Year-end with revenue growth and a confirmed commitment to a sustainable future

AD Plastik Group has published its Integrated Annual Report for 2024, the first report prepared in accordance with the new European Sustainability Reporting Standards (ESRS). This further confirms the commitment to transparency, responsible business practices, and progress in aligning with the latest European Union regulatory framework. An independent auditing firm issued a positive opinion on compliance with the requirements of the European Delegated Act, making AD Plastik Group one of the first Croatian companies to successfully pass the reporting audit according to the new standards.

During the reporting period, the Group made a significant step forward, reaching operating revenue of EUR 152.44 million, representing a 17.9 percent increase compared to the previous year. EBITDA increased by an impressive 86.0 percent, reaching EUR 13.41 million, while net profit amounted to EUR 2.13 million. In addition to a strong operational recovery, the Group further reduced its debt level, thereby creating a solid foundation for future growth.

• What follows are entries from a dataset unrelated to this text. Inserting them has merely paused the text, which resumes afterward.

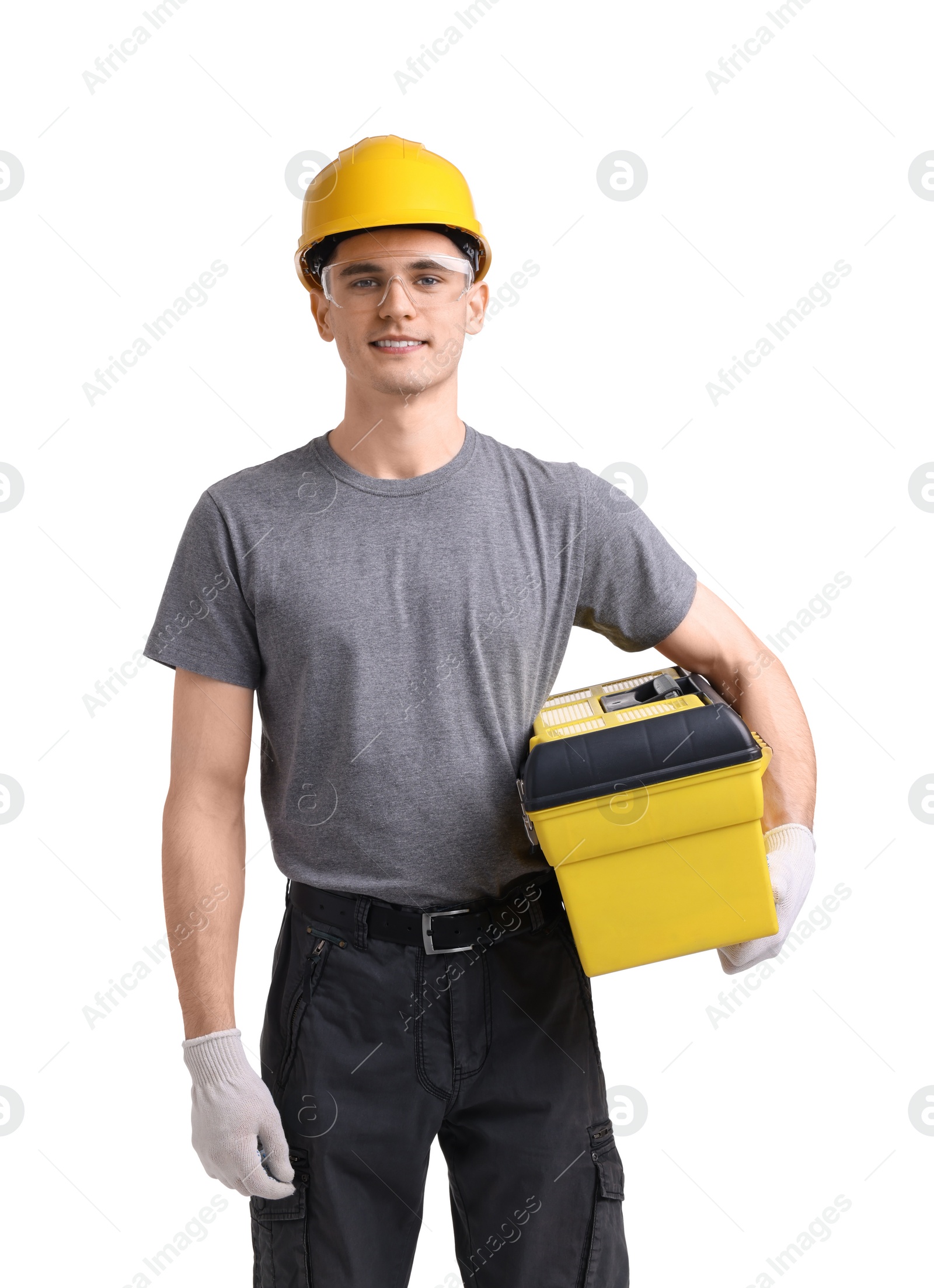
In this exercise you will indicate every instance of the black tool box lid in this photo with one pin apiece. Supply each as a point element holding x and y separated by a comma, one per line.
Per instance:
<point>634,755</point>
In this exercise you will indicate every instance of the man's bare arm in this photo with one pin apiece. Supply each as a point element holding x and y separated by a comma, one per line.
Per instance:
<point>715,642</point>
<point>204,845</point>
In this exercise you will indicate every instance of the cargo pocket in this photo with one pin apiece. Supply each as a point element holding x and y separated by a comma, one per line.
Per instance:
<point>280,1234</point>
<point>605,1262</point>
<point>299,1004</point>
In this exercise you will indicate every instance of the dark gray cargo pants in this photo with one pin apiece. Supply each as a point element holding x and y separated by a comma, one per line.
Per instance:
<point>372,1050</point>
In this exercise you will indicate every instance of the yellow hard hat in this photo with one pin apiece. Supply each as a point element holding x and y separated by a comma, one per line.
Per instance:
<point>382,182</point>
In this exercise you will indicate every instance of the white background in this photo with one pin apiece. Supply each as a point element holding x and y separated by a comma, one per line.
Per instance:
<point>800,473</point>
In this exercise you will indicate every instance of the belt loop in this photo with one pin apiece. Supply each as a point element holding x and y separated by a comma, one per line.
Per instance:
<point>361,923</point>
<point>535,915</point>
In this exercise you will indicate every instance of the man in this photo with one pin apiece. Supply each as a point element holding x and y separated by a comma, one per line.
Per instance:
<point>400,594</point>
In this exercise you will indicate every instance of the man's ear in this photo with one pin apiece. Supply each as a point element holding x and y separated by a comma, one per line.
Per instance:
<point>321,312</point>
<point>477,308</point>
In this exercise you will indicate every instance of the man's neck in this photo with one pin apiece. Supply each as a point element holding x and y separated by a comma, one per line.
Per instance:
<point>399,437</point>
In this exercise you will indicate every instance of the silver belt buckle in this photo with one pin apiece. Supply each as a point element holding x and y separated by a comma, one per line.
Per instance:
<point>427,931</point>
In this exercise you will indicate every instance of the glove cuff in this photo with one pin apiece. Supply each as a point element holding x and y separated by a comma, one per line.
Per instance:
<point>783,837</point>
<point>215,1058</point>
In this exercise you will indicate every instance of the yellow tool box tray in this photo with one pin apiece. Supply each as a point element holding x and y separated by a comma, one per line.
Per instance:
<point>646,795</point>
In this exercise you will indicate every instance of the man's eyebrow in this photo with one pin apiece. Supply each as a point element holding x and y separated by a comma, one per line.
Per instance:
<point>365,266</point>
<point>358,266</point>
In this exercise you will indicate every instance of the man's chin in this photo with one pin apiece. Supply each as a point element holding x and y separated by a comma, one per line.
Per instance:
<point>405,383</point>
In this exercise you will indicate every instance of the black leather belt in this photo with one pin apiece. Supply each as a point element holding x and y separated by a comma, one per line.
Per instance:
<point>526,906</point>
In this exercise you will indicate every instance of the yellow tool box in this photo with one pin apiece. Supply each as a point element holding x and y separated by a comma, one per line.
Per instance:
<point>646,795</point>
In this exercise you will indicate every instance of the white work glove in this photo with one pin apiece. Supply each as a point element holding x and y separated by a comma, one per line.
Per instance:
<point>231,1111</point>
<point>790,854</point>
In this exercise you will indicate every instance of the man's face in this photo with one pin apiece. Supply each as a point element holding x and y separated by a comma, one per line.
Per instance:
<point>389,294</point>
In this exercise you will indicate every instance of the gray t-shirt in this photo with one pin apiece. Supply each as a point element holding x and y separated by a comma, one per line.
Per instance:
<point>402,636</point>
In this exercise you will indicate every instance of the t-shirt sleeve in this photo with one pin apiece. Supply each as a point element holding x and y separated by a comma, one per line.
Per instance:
<point>204,623</point>
<point>636,589</point>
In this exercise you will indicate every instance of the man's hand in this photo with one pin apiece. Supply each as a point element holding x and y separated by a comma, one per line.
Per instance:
<point>790,851</point>
<point>232,1111</point>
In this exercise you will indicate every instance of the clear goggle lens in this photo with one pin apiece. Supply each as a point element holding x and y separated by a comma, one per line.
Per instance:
<point>427,280</point>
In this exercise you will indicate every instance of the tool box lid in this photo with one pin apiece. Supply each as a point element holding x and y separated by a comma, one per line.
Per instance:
<point>638,755</point>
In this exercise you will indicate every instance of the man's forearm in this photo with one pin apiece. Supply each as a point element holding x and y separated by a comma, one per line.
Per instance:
<point>759,688</point>
<point>203,886</point>
<point>204,845</point>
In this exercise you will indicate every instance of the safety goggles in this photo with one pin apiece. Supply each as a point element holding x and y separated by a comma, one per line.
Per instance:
<point>428,280</point>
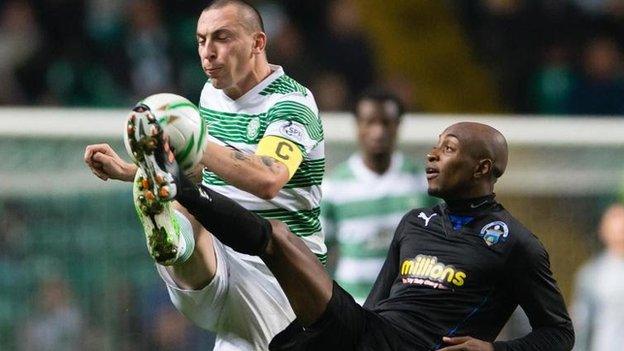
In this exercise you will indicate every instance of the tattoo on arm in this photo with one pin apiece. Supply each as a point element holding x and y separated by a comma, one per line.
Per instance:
<point>269,162</point>
<point>237,155</point>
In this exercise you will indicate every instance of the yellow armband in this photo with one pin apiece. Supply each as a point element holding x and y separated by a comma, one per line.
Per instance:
<point>282,150</point>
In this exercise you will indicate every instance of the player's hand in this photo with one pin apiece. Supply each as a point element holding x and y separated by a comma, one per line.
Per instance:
<point>195,174</point>
<point>466,343</point>
<point>105,163</point>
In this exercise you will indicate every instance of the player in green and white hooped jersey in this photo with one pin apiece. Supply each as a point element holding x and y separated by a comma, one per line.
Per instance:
<point>366,196</point>
<point>266,151</point>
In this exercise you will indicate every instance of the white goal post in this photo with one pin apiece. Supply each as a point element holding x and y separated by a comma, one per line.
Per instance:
<point>549,155</point>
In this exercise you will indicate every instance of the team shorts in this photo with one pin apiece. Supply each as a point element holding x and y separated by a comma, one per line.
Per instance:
<point>243,304</point>
<point>344,326</point>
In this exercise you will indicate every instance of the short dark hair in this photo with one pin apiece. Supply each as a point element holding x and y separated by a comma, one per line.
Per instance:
<point>381,96</point>
<point>256,22</point>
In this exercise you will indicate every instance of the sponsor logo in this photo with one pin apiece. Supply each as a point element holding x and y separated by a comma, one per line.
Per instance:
<point>426,270</point>
<point>253,128</point>
<point>427,219</point>
<point>292,131</point>
<point>493,232</point>
<point>479,204</point>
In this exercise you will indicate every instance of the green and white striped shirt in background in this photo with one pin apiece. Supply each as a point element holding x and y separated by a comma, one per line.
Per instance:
<point>360,212</point>
<point>278,106</point>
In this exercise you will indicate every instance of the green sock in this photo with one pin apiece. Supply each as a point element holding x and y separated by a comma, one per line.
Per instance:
<point>187,239</point>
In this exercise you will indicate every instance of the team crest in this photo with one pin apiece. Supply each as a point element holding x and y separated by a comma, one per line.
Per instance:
<point>253,128</point>
<point>493,232</point>
<point>293,131</point>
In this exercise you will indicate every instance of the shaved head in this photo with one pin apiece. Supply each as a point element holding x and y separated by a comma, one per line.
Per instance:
<point>249,17</point>
<point>482,142</point>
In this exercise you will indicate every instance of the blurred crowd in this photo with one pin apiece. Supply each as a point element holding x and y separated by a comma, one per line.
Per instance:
<point>551,56</point>
<point>106,53</point>
<point>546,57</point>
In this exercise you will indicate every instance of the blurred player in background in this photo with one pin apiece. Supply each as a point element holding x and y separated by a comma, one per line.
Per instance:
<point>452,277</point>
<point>266,152</point>
<point>365,197</point>
<point>598,308</point>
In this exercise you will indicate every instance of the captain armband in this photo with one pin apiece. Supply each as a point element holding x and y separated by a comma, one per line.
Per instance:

“Although current global trends – from the slowdown in electric vehicle sales to regulatory and tariff pressures – continue to introduce a new level of uncertainty in the automotive industry, we remain firmly focused on strategic development, innovation, and expansion in the European market. During the reporting period, new deals worth EUR 54.8 million were sealed, and the beginning of 2025 was marked by the conclusion of a significant contract worth EUR 126.8 million with a new customer in the European market. The total value of newly contracted projects in the last two years is almost EUR 300 million, which confirms the long-term sustainability and market relevance of our business model,“ said Marinko Došen, President of the Management Board of AD Plastik Group. 

This year’s report not only ensures regulatory compliance but also demonstrates concrete progress in sustainability reporting, including an in-depth materiality analysis, stakeholder engagement, and consistent integration of ESG goals into the business strategy. Comparison with the previous year confirms significant improvements in transparency, data quality, and reporting methodology.

Numerous sustainability indicators show positive developments, such as a remarkable 101.5 percent increase in the amount of recycled waste, a 46 percent increase in the share of recycled materials in products, and a 22.3 percent reduction in the workplace injury rate. These advancements are the result of continuous and targeted investments, process optimization, and ongoing improvements to the working environment.

“The financial indicators clearly reflect the stability we have achieved. In addition to profit generated, revenue growth, and a strong increase in operational efficiency, we have further reduced debt and consolidated the Group’s financial position. This has provided a solid foundation for resilience, flexibility, and continued growth in line with the challenges ahead—as well as the ambitions we strive for,” concluded Došen.